The association has been a main point of contact for many in the industry looking for answers.
Tostenson said the guide the association distributed to members did include some information for cafés and bakeries. However, he admits the information is now out of date.
When asked if there are plans to create a guide specifically for counter-service businesses like the pie shop, he said, “I think it’s a great suggestion.”
A big challenge for the association, he said, has been a lack of communication from the government.
“We were still, two weeks ago, looking at a recommendation by the Ministry of Health as to what the definition of [a counter service restaurant] would look like.”
The Thunderbird sent multiple requests for comment to the B.C. government and did not receive a response in time for publishing.
‘Nobody really had the answers’
Jenell Parsons, owner of The Pie Hole in Kitsilano, said it’s been a huge undertaking to navigate the rules about vaccinations and how they might apply to her business.
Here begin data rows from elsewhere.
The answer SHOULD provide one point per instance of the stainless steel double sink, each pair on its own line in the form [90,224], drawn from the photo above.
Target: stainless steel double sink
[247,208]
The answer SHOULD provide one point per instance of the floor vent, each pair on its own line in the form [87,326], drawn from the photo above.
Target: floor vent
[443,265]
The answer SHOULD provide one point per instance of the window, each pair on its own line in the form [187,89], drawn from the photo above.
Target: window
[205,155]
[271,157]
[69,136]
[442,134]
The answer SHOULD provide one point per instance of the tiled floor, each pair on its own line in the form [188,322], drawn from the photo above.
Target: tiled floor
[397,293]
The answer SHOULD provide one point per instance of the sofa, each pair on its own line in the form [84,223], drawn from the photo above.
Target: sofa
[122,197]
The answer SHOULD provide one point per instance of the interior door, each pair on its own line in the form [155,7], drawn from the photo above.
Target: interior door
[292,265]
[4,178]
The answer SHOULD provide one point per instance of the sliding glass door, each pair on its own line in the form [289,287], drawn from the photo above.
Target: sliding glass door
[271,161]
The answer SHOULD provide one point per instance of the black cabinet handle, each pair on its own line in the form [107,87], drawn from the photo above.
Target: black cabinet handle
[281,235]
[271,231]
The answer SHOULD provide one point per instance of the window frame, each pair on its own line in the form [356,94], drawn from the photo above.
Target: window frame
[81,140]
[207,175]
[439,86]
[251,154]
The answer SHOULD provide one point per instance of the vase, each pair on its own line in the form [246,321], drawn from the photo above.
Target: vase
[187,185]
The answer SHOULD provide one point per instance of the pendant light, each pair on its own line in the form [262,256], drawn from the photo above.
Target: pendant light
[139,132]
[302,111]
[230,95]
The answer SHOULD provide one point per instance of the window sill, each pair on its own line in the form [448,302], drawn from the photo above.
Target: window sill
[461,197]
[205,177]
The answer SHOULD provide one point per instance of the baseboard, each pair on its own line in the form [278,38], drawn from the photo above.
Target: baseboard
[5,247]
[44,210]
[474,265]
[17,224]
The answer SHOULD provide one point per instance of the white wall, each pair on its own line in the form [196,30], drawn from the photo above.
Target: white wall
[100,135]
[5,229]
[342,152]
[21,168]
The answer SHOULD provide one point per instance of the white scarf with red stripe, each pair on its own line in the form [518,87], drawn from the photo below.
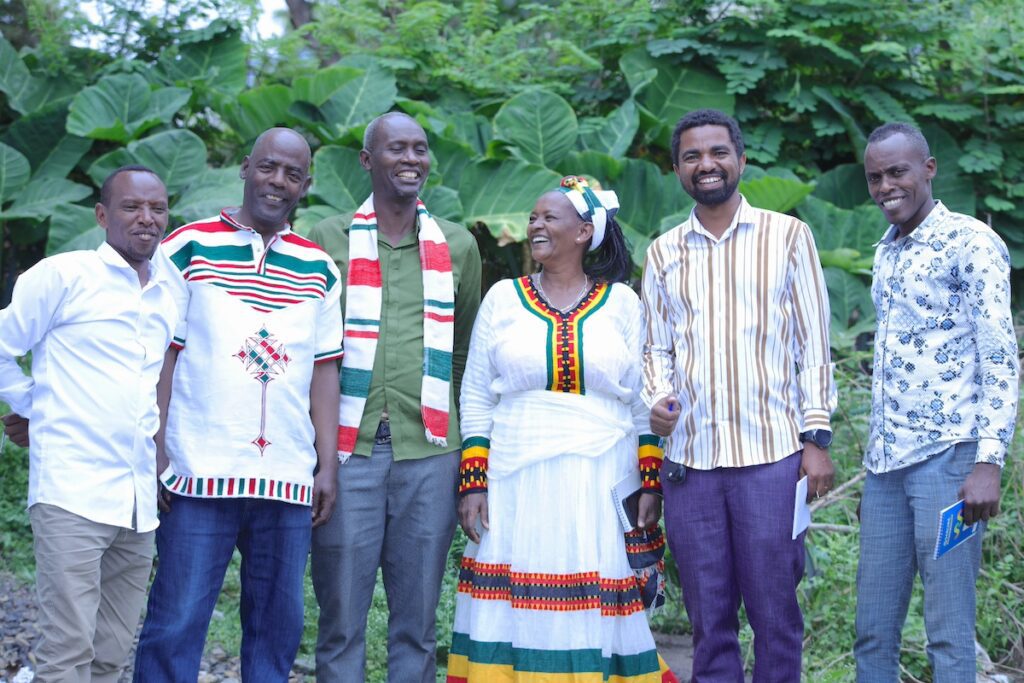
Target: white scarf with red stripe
[363,315]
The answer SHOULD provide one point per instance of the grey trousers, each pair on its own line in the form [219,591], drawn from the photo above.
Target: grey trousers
[90,580]
[399,516]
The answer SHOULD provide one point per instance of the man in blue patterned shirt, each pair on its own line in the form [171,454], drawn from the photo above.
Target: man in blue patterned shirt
[943,404]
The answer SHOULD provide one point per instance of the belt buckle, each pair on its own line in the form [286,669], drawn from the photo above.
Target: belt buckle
[383,434]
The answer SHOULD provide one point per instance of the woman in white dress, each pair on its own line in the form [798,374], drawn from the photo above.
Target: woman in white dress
[551,420]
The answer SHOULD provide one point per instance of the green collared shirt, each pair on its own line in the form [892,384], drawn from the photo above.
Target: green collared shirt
[398,363]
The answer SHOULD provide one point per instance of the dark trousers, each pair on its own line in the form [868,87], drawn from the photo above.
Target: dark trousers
[730,531]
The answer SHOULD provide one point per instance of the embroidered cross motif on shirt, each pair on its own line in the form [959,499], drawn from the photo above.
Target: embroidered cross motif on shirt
[263,357]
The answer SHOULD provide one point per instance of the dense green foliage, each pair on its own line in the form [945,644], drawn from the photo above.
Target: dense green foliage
[512,95]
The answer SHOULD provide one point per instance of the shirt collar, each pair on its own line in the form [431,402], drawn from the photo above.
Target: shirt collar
[741,217]
[925,231]
[112,258]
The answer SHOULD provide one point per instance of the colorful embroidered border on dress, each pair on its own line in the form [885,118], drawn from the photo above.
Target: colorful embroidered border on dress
[564,345]
[550,592]
[473,469]
[650,455]
[501,663]
[240,487]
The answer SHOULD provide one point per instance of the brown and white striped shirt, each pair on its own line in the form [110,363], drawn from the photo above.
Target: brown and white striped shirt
[737,328]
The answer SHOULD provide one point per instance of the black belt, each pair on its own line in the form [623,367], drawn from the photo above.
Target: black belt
[383,433]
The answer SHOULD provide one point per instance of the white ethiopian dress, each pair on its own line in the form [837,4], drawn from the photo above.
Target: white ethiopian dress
[551,419]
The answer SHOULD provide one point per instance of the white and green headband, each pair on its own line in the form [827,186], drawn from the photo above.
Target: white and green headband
[594,207]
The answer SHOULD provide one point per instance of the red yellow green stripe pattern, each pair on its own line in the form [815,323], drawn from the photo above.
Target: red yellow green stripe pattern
[471,662]
[473,469]
[650,455]
[564,344]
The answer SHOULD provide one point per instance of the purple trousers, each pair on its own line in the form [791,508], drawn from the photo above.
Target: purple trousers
[730,531]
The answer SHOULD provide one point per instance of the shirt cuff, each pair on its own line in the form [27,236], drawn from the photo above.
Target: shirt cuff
[991,451]
[473,469]
[650,455]
[816,419]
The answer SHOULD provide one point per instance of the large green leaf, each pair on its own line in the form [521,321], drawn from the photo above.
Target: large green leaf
[28,93]
[592,164]
[359,100]
[443,203]
[774,194]
[339,179]
[646,196]
[43,196]
[254,111]
[540,126]
[849,297]
[950,184]
[857,228]
[176,156]
[121,108]
[208,193]
[218,62]
[320,86]
[501,195]
[65,157]
[450,159]
[72,227]
[844,186]
[13,172]
[678,89]
[612,134]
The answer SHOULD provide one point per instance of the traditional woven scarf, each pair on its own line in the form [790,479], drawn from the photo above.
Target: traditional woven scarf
[593,207]
[363,314]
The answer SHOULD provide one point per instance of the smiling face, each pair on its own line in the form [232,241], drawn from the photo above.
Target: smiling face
[899,180]
[399,160]
[135,215]
[556,232]
[709,167]
[276,175]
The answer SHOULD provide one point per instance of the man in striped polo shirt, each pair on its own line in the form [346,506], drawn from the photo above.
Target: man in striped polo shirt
[412,291]
[249,443]
[738,375]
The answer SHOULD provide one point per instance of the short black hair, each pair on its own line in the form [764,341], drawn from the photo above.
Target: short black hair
[907,130]
[104,189]
[707,118]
Her pie shop offers sit-down service and provides cutlery, so she was unsure if she needed to check vaccine cards.
When she had questions, she picked up the phone and started calling different government agencies.
Parsons has described the process of trying to get an answer as needlessly difficult. She spoke with multiple branches of the government, each sending her off to someone else, eventually leading to a loop where no one could give her the answers she was looking for.
“It was frustrating,” she recalled. “Nobody really had the answers and, at one point, I even had a guy say, ‘Look, as you’re asking, I’m Googling.’”
She’s still not sure what the rules are for her business.
“I still don’t know if we require it,” said Parsons.
Parsons has chosen to err on the side of caution, rather than being on the receiving end of a hefty fine for breaking the rules.
“You don’t want to just ask for forgiveness.”